With CrewAI, it is quite simple to train your crew and give feedback, simply by running
crewai train -n <n_iterations> <filename> (optional)
While I haven’t fully explored CrewAI’s memory functions yet, the combination of feedback and memory seems incredibly powerful for creating consistent, high-quality output.
3. Show Me The Results!
Ok, ok – I hear you saying “Chandler, you’ve talked enough. Show me a sample of the podcast script generated by your AI crew!”
Here’s a complete workflow example:
- Research Phase: See how the Content Researcher agent analyzed and extracted key information from my blog posts
- Fact Check Summary: The Fact Checker’s detailed verification report
- Initial Script Draft: The Script Writer’s first take on the podcast conversation
- Final Polished Script: The Script Editor’s refined version with improved flow and engagement
- Listen to the Result: The final audio version produced by the Audio Producer agent
Each link above shows the progression from raw content to polished podcast, demonstrating how different agents contribute to the final product.
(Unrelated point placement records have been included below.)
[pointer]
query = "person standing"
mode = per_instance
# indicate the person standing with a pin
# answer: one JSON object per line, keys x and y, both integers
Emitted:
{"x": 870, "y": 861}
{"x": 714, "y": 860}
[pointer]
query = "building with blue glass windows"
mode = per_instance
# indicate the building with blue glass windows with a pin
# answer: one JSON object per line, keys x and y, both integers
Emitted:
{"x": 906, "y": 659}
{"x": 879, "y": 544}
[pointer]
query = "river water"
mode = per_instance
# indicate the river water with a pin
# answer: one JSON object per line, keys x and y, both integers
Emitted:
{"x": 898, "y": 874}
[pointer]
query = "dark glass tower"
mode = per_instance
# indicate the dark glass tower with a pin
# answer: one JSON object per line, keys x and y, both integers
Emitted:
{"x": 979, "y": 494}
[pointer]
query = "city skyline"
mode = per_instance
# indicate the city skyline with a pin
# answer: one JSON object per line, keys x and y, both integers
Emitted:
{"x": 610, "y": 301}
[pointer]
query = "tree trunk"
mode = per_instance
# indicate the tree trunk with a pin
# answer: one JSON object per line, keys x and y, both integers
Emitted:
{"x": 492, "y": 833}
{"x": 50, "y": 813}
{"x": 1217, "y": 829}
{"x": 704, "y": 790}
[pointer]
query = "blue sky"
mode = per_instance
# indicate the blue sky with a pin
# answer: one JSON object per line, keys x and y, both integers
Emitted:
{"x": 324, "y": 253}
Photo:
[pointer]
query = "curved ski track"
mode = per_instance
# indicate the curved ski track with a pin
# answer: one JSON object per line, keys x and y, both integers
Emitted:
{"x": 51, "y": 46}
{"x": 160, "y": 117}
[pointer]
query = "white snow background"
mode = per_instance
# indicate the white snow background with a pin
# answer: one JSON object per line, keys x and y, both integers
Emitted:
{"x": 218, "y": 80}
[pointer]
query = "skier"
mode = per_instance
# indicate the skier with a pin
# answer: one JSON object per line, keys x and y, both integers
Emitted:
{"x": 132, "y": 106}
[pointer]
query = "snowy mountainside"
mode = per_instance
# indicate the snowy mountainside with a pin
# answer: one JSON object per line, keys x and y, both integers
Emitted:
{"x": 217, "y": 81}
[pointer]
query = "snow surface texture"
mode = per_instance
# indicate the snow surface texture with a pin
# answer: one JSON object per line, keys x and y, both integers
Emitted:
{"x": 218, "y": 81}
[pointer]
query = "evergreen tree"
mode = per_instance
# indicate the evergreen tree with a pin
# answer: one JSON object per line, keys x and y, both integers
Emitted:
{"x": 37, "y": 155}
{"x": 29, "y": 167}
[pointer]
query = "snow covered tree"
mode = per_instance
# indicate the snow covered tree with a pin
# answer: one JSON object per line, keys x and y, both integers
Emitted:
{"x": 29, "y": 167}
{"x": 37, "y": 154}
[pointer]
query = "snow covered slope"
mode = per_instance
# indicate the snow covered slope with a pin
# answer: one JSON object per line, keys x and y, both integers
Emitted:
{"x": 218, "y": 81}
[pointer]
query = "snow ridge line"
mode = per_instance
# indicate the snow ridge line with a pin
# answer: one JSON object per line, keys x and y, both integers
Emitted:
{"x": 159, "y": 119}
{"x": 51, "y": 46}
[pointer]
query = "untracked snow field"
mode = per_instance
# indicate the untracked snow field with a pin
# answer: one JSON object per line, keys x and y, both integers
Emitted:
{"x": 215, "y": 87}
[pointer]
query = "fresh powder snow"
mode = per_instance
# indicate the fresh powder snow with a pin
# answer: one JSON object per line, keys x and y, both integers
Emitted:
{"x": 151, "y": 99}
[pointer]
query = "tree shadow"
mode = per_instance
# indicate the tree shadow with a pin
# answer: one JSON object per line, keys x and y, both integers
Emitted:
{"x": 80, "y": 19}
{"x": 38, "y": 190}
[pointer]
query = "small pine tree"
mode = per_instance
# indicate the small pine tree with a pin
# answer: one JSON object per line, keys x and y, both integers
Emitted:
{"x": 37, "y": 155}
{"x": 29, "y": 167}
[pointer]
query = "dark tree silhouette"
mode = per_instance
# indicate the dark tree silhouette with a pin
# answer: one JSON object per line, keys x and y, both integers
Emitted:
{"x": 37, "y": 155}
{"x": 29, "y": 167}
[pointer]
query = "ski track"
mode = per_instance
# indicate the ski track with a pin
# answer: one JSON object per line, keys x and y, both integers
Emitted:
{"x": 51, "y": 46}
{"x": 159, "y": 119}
While I still have thoughts about how I can improve the entire pipeline more, I hope the above gives you a good sense of what is possible.
Final thoughts
CrewAI has impressed me with its balance of simplicity and power. While it makes content creation more accessible, it’s not a magic button – quality still requires expertise, careful planning, and continuous refinement. I’m excited to keep exploring its capabilities, especially in improving my podcast production workflow, though I hope to see improvements in the variety of available voice options for the final output.